Final work – Social media data analyses

1. Introduction – How different places make us feel?

The goal of this final work is to, like the title suggests, try to map out how different places make people feel. The emphasis is on the word “try”, as emotions are far from quantitative data. The basis for all the analyses in this report is the already familiar Instagram dataset from the exercises of week 2.

In an effort to make the abstract a bit more measurable, lots of compromises have been made. Here are some of the questions and problems I considered before beginning the analysis itself. Firstly, what emotions or feelings am I even trying to map? At least as important of a question is how does one detect emotion from a social media post? And what about the reliability of the data? Can any at least remotely trustworthy conclusions be made based on just Instagram posts, or, on the contrary, such an ambiguous research question?
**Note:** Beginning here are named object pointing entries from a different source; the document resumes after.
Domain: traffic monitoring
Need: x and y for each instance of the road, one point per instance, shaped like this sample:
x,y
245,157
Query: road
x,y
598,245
To try and simplify the elusive concept of emotion as much as possible, I narrowed the vast spectrum of different feelings into two main categories: positive and negative. This ties directly into the second, and probably the hardest question of how to detect the poster’s sentiments. With a slightly clearer vision of what I was trying to detect, I decided the best course of action would be to just focus on the written content of the social media posts. By querying the text fields in the data with sets of different positive and negative keywords, pinpointing the positive and negative posts would be possible. This, combined with the location data stored with every post, would allow for both the positive and negative posts to be placed on a map.

By this point, the research question should also be redefined, or at least expressed more accurately. Rather than asking how different places make us feel, the more correct option would thus be: What places make us feel positive emotions and what places make us feel negative ones?

In the analysis the first stage was to see if spatial patterns emerge within the positive and negative posts. This was done with grid maps, and in further detail with Global and local Moran’s I statistics and maps in order to examine the possible clustering in the data. To find out more about the kinds of places that spark different responses I also analysed how the distance to the Helsinki city centre affects the results, and how the percentages of positive and negative posts change depending on land use type.

In addition to a more in-depth method description, all of the different stages in each of the analysis are also documented in a workflow chart at the end of section 2. Finished maps and statistics are all presented in section 3.

2. Data and methods

2.1. Overview of the data

All of the analyses in this report are based on the Instagram dataset (Instagram API) accessed via PostGIS. The data contains Instagram posts from 1.6.2014 to 31.3.2016 and extends over the entire Helsinki metropolitan area covering Espoo, Helsinki and Vantaa (picture 1). This dataset was selected, as it had the highest number of posts as well as good spatial coverage.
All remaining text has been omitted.